I have followed this 46 yo female for the past 8 years with Retinitis Pigmentosa and Chronic Angle Closure Glaucoma. Her visual acuity is 6/7.5 in her right eye and 6/120 in her left eye. She has undergone laser iridotomies in both eyes in 2003, trabeculectomy in the left in 2004 then cataract extraction in 2005 for the inevitable posterior subscapsular cataract associated with her RP and further exacerbated by glaucoma surgery. She currently takes Lumigan qHS and Pilocarpine 2% BID in her right eye and has pressures of 19 in the right and 7 in her left eye. Oh, and, I learned today that she still drives.
"I've been driving for 25 years," she said, and continued "there are so many other drivers out there with worse vision than me."
The safety of your patient and of those innocent children in her peripheral vision or other drivers has to be more important than the stubborn desire to keep driving. After all, driving is a privilege, not a right. Just because there are worse drivers or some with worse visual acuity than 6/7.5 who are still driving, does not mean she should be allowed to keep driving. Take her license away?
What about the patient's perspective? Can it be that she just drives in the day and is a safe driver? Some States allow patient to drive wearing small telescopes on their glasses to improve their central vision. However, in the province of British Columbia (BC), this is not the case. In fact, there must be 100 degrees of horizontal visual field along with a visual acuity of at least 6/15 for daytime and 6/12 for night driving. This patient meets the visual acuity criteria with her right eye seeing 6/7.5 but, based on this set of visual fields, she only has about 25 degrees of horizontal field of view. She swears that she is careful and only drives during the day. She is young, and needs to be mobile.
The rules in BC if you find a patient is
driving who does not meet the visual criteria are to advise the patient when you learn of this and advise the motor vehicle branch if you later find out they are still driving. Yes this is a bit liberal to give the patient the benefit of the doubt but is it possible that she is a safe driver? Is there a way, in our role as physicians of being a patient advocate, to help her have the best chance of proving that she is capable and should be allowed to continue to drive?
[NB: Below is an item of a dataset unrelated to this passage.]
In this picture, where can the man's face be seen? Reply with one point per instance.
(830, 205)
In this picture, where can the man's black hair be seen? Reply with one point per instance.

Two options come to mind to help the patient determine whether she is still a good driver. One is to have her report to the license bureau and say that her doctor told her to get road tested. In addition, I would presume they would do the simplified visual field test that they have available there. This test is only done once when a patient first gets their driver's license, and then not until they are 70 y.o. (Is this adequate? Should our MVBs be routinely re-screening visual acuity and visual filed upon license renewal?) Another option, which we arranged, is to have the patient return for a binocular visual field test. The automated perimeter has a program for that which can help somewhat and is our first step; better still would be a binocular Goldmann Visual Field test. The standard automated perimetry usually is just set to check the central 30 degrees of vision. Given that in addition to the glaucoma, this patient actually has retinitis pigmentosa, perhaps beyond 30 degrees from straight ahead, she is a very wide field of vision.
If this patient has an intact peripheral field of vision and has 6/7.5 visual acuity in one eye, albeit only in a very small central region, could it be that she does have adequate vision to be able to drive?
I would appreciate comments on this one. I will also add to this posting once we have more test results.